Pig lung fibrosis is active in the subacute CdCl2 exposure model and exerts cumulative toxicity through the M1/M2 imbalance.

Environmental pollutant cadmium (Cd) can cause macrophage dysfunction, and the imbalance of M1/M2 is involved in the process of tissue fibrosis. In order to explore the effect of subacute CdCl2 exposure on pig lung tissue fibers and its mechanism, based on the establishment of this model, ICP-MS, H&E staining, Masson staining, Immunofluorescence, RT-PCR, and Western Blot methods were used to detect related indicators.
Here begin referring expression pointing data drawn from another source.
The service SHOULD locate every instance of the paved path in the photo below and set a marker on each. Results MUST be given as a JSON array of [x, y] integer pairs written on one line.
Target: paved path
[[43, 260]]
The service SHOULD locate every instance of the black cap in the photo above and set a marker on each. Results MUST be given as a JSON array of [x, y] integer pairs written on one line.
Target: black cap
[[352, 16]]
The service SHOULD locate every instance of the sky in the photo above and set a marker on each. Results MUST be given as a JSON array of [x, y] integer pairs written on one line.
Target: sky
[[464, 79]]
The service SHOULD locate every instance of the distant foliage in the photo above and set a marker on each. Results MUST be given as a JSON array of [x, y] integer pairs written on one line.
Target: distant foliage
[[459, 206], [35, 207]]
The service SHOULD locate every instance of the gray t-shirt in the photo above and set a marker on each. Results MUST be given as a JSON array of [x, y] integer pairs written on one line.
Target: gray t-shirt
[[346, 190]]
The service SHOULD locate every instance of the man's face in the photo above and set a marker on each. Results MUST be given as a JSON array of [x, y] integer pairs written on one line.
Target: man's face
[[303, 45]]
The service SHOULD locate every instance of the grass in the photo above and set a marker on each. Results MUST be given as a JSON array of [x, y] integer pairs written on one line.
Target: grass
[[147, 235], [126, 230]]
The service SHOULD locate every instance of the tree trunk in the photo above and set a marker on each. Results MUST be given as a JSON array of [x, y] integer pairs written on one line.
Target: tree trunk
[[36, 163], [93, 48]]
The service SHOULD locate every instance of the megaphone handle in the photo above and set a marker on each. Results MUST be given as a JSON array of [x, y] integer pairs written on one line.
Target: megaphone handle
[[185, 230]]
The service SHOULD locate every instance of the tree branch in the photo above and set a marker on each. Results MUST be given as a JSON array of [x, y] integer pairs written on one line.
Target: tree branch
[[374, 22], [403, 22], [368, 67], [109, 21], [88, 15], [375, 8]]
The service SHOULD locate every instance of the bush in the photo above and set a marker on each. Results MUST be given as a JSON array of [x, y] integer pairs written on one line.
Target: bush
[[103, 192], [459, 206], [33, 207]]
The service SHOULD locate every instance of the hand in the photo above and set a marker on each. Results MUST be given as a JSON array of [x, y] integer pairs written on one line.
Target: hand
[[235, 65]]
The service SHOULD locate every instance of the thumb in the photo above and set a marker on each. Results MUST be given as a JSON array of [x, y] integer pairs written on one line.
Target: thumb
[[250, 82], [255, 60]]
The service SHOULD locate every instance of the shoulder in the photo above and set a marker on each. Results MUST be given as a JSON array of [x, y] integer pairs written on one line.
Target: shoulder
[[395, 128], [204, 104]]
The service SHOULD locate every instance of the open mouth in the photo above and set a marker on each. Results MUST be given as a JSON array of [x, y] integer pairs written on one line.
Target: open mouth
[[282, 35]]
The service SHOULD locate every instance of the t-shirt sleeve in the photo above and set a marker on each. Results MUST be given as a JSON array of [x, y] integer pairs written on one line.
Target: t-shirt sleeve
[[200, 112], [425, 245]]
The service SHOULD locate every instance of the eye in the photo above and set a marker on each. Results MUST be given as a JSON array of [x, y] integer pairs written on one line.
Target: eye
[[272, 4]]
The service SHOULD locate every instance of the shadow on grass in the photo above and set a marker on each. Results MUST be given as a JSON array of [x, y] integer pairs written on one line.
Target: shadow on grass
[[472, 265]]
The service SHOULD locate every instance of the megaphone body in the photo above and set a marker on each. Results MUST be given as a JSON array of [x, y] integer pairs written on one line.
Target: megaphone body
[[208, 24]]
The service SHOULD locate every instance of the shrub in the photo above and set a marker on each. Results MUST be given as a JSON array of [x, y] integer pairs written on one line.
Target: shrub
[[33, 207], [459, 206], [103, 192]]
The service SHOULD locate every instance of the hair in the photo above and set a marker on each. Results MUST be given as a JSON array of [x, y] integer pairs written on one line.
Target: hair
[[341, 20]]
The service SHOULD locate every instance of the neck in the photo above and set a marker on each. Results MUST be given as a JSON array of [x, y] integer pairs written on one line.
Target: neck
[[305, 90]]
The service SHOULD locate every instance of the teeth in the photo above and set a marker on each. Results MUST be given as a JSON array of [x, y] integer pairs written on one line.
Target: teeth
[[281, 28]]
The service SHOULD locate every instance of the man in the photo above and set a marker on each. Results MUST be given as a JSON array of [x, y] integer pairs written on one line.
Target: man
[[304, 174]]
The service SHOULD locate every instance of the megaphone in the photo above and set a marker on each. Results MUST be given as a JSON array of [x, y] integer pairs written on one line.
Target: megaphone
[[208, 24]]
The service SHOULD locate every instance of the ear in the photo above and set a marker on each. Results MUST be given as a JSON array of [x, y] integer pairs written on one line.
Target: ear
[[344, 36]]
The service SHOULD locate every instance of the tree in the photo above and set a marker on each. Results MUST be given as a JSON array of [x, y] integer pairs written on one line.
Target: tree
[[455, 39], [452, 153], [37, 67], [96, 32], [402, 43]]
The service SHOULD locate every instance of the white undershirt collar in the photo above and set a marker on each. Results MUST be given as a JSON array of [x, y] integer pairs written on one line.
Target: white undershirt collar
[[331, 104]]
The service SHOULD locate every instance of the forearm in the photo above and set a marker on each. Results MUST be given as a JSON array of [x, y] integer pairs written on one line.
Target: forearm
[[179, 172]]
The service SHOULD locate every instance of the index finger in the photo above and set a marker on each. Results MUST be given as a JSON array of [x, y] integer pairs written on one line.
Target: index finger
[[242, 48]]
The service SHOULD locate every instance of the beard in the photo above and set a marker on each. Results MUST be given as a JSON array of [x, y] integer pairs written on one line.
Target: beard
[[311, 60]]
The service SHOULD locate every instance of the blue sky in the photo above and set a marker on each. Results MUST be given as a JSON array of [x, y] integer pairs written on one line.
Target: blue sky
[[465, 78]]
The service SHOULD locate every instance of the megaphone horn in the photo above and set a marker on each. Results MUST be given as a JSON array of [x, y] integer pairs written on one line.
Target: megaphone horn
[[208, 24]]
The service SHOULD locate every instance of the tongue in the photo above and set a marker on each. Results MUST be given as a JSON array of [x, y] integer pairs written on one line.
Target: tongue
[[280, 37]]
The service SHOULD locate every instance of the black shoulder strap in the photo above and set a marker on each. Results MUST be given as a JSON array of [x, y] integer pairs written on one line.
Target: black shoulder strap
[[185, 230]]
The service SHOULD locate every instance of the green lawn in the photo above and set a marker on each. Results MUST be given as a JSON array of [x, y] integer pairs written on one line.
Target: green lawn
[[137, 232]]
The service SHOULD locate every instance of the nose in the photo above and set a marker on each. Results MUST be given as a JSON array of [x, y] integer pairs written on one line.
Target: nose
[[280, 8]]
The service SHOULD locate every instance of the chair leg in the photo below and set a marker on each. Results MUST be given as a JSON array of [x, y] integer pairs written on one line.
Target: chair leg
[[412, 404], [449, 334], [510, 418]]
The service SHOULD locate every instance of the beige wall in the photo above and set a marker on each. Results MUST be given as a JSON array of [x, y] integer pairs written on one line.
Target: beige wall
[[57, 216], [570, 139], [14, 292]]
The results found that lung tissue fibrosis, Cd content significantly increased, lung tissue ion disturbance, miR-20a-3p down-regulation, M1/M2 imbalance, LXA4/FPR2 content decreased, MDA content increased, NF-κB/NLRP3, TGFβ pathway, PPARγ/Wnt pathway activated, and the expression of fibrosis-related factors increased. The above results indicate that subacute CdCl2 exposure increase Cd content in the pig lungs, which leads to M1/M2 imbalance and down-regulates the content of LXA4/FPR2, further activates the oxidative stress/NF-κB/NLRP3 pathway, thereby activating the TGFβ and PPARγ/Wnt pathways to induce fibrosis. This study aims to reveal the toxic effects of CdCl2 and will provide new insights into the toxicology of Cd.